Given that these are the Archbishop's views, his failure to say anything significant about the crisis at St Paul's Cathedral is extraordinary. Dr Williams responded to the resignation yesterday of the Dean, the Rt Rev Graeme Knowles, with a few anodyne words about good faith, good people and unwelcome consequences – an utterly insufficient response to what has become the starkest challenge to the Church of England's integrity of recent times.

The Cathedral's Canon Chancellor, Giles Fraser, resigned last week because of the threat to have protesters removed violently from the steps. That threat, of course, originates with the Corporation of London. More and more, St Paul's finds itself caught between the protesters and the power of the City. How far the Cathedral is in a position to take a stand, and how far it is compromised by the high-flying capitalists who pack the Cathedral Foundation's board of trustees, is a matter of some conjecture.

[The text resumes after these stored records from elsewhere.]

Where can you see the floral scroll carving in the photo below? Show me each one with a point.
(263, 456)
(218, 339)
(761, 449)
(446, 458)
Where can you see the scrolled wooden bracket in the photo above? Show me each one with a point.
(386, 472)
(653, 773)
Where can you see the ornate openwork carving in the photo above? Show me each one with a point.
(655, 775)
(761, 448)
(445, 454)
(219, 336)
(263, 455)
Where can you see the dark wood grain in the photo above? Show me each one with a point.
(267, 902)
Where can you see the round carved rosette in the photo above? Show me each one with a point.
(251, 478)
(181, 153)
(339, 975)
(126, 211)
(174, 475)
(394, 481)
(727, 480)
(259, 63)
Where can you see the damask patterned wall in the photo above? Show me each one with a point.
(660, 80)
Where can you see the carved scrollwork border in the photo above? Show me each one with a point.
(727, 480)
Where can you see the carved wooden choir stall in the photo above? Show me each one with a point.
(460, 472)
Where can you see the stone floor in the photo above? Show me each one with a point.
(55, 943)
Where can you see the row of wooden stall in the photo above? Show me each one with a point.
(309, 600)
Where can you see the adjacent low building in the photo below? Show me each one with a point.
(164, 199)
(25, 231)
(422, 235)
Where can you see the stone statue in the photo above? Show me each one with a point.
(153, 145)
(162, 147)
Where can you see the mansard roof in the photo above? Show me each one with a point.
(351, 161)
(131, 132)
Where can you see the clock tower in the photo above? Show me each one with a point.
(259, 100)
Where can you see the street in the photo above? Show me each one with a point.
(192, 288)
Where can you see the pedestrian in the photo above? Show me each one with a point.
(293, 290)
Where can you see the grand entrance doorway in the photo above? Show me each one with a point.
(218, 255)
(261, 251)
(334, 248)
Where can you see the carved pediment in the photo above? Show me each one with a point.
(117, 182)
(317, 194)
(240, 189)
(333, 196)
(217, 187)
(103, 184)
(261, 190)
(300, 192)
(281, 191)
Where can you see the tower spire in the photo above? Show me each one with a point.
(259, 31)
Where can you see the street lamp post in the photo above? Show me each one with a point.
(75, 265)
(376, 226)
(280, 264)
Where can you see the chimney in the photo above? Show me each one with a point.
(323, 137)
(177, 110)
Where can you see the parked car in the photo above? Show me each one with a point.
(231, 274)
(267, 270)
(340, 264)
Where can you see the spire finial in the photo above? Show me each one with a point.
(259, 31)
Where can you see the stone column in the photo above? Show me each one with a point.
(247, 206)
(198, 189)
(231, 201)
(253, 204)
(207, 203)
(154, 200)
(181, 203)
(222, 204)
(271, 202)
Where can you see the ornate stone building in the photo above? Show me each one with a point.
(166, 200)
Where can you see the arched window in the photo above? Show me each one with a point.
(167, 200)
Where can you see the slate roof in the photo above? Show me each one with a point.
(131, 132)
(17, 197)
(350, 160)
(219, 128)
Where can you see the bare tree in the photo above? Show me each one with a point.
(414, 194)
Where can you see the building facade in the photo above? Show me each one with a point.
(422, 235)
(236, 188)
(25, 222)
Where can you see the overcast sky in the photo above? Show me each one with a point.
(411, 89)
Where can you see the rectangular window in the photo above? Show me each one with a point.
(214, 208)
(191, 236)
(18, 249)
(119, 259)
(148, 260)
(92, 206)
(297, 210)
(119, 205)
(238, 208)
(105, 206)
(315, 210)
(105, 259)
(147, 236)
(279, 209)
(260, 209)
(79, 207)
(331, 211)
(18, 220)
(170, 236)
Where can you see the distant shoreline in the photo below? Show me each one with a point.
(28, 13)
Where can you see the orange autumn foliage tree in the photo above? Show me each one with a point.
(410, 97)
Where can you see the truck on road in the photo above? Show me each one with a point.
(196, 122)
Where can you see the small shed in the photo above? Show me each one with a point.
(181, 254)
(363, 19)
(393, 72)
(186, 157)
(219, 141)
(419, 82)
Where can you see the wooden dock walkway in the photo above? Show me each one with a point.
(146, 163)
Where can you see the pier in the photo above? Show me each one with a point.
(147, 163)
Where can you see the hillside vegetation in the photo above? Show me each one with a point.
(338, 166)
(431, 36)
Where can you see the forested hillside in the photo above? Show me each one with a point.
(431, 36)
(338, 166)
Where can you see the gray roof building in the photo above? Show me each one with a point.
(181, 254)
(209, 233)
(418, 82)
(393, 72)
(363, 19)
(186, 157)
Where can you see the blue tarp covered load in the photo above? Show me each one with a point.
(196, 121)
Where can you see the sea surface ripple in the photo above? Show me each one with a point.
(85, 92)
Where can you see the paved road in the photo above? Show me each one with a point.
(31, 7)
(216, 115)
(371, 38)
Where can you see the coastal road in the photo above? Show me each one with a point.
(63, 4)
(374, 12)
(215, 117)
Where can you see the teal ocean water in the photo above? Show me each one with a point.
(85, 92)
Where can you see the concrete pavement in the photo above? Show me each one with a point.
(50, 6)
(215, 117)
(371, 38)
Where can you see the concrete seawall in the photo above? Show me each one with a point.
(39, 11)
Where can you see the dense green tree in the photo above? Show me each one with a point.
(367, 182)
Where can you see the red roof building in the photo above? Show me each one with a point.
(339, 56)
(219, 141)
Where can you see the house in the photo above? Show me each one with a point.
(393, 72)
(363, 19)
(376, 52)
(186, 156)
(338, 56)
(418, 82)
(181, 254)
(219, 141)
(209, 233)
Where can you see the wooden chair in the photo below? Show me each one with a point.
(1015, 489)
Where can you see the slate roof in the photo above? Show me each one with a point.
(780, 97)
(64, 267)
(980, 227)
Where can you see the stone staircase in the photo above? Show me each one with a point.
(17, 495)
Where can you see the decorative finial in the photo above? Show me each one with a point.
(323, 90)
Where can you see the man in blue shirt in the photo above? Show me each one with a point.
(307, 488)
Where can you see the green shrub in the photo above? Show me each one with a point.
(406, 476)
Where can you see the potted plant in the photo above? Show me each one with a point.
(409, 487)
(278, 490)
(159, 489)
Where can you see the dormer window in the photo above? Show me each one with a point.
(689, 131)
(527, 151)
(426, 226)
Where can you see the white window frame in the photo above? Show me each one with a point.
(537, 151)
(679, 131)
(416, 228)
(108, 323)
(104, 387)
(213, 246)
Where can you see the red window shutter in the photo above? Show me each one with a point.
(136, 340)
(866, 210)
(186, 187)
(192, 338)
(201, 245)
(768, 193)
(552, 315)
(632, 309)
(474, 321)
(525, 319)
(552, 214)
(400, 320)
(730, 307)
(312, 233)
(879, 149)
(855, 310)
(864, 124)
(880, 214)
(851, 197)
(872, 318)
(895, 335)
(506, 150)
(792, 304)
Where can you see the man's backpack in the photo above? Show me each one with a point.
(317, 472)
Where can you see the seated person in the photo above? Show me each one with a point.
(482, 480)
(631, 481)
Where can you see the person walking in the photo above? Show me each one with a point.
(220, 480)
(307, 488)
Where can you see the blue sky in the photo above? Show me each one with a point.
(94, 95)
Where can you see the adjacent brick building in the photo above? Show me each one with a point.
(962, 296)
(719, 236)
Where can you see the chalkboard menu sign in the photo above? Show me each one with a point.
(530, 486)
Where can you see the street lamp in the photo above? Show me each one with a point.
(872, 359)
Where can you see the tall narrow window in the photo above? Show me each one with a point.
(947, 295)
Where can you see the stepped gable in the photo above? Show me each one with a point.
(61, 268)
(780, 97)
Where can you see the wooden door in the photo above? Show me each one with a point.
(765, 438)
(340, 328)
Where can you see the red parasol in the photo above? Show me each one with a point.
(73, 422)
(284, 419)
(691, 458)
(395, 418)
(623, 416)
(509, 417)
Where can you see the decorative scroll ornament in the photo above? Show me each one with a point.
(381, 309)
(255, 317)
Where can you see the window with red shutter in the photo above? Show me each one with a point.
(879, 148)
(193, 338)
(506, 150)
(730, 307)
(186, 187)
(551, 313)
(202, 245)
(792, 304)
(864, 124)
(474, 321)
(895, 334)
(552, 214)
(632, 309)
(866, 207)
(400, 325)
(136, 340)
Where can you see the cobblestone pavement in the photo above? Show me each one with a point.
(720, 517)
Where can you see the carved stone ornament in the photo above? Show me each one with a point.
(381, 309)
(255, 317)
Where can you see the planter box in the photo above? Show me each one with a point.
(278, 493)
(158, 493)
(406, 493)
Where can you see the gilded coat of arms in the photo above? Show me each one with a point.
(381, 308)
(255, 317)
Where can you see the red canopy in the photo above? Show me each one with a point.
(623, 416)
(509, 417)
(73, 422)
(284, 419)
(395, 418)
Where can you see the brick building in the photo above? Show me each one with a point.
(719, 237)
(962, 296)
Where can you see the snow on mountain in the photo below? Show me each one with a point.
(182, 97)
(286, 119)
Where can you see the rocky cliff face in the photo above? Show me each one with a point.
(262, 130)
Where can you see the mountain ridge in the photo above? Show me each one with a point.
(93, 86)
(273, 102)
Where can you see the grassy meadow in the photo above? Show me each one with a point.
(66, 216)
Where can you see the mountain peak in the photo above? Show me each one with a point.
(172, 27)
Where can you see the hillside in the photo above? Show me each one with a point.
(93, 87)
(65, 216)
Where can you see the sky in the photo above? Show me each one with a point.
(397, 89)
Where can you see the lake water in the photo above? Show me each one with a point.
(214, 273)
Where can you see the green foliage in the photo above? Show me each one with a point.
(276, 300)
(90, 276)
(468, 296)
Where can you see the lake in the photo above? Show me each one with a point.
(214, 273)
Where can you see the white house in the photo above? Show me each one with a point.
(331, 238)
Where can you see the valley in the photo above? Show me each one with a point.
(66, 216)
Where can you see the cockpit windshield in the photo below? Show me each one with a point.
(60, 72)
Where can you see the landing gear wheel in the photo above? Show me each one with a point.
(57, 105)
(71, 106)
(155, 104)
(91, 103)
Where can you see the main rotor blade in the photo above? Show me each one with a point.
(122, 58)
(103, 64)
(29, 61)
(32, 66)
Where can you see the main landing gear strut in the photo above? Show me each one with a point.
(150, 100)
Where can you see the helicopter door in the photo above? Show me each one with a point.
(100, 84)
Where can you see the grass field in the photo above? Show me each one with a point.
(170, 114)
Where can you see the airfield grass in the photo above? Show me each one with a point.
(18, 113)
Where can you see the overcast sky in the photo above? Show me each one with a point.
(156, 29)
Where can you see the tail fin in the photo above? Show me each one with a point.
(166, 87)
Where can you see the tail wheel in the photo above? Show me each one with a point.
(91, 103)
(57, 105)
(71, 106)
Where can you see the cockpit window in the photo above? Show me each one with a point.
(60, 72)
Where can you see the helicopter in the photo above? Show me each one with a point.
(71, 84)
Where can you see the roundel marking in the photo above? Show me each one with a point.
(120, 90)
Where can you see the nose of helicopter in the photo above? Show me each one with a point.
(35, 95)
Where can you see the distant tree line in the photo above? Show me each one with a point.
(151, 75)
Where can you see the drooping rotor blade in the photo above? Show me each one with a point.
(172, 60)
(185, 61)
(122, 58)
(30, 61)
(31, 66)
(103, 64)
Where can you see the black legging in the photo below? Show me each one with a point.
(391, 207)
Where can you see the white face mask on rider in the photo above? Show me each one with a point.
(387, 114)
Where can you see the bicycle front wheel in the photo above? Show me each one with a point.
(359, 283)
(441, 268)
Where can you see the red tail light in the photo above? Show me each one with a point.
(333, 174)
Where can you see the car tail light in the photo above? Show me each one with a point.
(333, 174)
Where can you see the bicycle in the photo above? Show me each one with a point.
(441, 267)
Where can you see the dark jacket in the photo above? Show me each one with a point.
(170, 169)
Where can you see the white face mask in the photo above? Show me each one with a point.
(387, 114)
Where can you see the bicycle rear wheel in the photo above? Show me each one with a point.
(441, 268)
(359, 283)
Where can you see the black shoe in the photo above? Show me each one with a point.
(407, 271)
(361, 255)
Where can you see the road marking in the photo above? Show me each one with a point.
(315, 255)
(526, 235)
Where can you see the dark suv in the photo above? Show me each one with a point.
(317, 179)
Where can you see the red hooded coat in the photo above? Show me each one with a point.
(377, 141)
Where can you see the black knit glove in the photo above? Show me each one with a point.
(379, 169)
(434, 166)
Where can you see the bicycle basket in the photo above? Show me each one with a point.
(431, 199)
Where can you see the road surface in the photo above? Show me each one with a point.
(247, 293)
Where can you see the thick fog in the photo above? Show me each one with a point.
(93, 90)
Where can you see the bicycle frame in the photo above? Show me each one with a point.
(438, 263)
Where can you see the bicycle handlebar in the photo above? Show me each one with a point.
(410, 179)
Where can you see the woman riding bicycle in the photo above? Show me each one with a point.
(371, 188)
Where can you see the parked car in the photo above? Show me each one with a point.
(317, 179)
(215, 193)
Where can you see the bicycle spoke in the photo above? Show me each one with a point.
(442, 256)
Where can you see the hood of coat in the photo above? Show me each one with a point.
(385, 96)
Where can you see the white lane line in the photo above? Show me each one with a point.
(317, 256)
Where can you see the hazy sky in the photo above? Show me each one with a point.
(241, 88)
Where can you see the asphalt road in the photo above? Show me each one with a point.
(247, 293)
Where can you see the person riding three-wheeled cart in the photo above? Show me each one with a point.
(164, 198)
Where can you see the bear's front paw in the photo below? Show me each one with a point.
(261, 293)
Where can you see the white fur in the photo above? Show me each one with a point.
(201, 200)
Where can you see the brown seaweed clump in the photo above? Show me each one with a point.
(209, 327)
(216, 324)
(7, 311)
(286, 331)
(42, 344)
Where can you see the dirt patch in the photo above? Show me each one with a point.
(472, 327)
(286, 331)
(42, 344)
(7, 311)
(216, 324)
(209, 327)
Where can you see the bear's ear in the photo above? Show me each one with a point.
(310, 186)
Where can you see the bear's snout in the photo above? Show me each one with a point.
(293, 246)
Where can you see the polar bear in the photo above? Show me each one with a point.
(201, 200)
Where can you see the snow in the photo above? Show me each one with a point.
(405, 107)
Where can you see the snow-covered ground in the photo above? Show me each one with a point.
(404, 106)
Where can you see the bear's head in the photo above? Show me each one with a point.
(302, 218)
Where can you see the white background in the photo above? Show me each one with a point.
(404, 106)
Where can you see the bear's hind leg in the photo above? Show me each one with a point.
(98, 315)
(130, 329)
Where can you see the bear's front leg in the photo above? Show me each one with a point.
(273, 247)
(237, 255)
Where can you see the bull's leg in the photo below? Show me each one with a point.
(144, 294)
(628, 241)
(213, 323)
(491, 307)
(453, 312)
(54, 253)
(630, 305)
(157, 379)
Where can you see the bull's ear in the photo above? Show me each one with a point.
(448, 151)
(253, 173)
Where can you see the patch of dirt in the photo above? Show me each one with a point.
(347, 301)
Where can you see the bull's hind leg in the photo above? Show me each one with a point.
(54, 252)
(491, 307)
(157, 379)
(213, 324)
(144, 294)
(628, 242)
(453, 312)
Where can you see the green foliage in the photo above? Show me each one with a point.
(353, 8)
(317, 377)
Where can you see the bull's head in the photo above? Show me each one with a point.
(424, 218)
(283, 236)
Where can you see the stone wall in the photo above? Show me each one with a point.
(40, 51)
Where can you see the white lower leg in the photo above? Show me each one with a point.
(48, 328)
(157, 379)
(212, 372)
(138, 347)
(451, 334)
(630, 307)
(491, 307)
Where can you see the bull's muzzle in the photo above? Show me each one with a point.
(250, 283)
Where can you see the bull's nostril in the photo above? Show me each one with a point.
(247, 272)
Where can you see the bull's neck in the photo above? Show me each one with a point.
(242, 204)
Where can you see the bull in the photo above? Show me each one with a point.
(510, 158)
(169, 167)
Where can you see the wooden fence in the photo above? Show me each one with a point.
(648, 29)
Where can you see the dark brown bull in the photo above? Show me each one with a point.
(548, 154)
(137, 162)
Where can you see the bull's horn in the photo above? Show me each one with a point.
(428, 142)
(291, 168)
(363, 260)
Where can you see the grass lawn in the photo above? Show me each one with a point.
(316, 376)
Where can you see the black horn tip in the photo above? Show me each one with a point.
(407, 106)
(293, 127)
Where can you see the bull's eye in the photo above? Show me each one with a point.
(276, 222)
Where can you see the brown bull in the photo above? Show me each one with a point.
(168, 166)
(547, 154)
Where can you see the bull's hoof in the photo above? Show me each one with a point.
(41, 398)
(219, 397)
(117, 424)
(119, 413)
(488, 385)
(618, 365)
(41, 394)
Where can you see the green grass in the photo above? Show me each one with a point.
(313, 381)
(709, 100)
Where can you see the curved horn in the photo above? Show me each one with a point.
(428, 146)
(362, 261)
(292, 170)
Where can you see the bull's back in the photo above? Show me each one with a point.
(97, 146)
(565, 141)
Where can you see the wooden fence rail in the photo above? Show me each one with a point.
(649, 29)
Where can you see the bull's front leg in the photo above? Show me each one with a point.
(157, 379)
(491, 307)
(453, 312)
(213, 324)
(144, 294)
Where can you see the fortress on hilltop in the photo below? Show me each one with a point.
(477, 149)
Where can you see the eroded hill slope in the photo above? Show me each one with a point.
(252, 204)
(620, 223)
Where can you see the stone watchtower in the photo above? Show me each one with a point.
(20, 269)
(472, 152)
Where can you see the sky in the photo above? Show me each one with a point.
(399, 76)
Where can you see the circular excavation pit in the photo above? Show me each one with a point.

We know that Dr Williams's position is not analogous to that of the Pope: he is not a monarch but the first among peers. But the man notionally in charge, the Bishop of London, is looking increasingly weak and isolated. Now is the moment for a primate of principle to seize control of this shambles and tell his Church and the world precisely what he stands for.

Last month, Dr Williams braved intense criticism by travelling to Zimbabwe and holding a meeting with Robert Mugabe in his efforts to forward the cause of that country's beleaguered Anglicans.

The absence of similar leadership on his home ground cannot be excused by claims that he wishes to leave diocesan matters to the relevant bishops. Dr Williams must take a stand.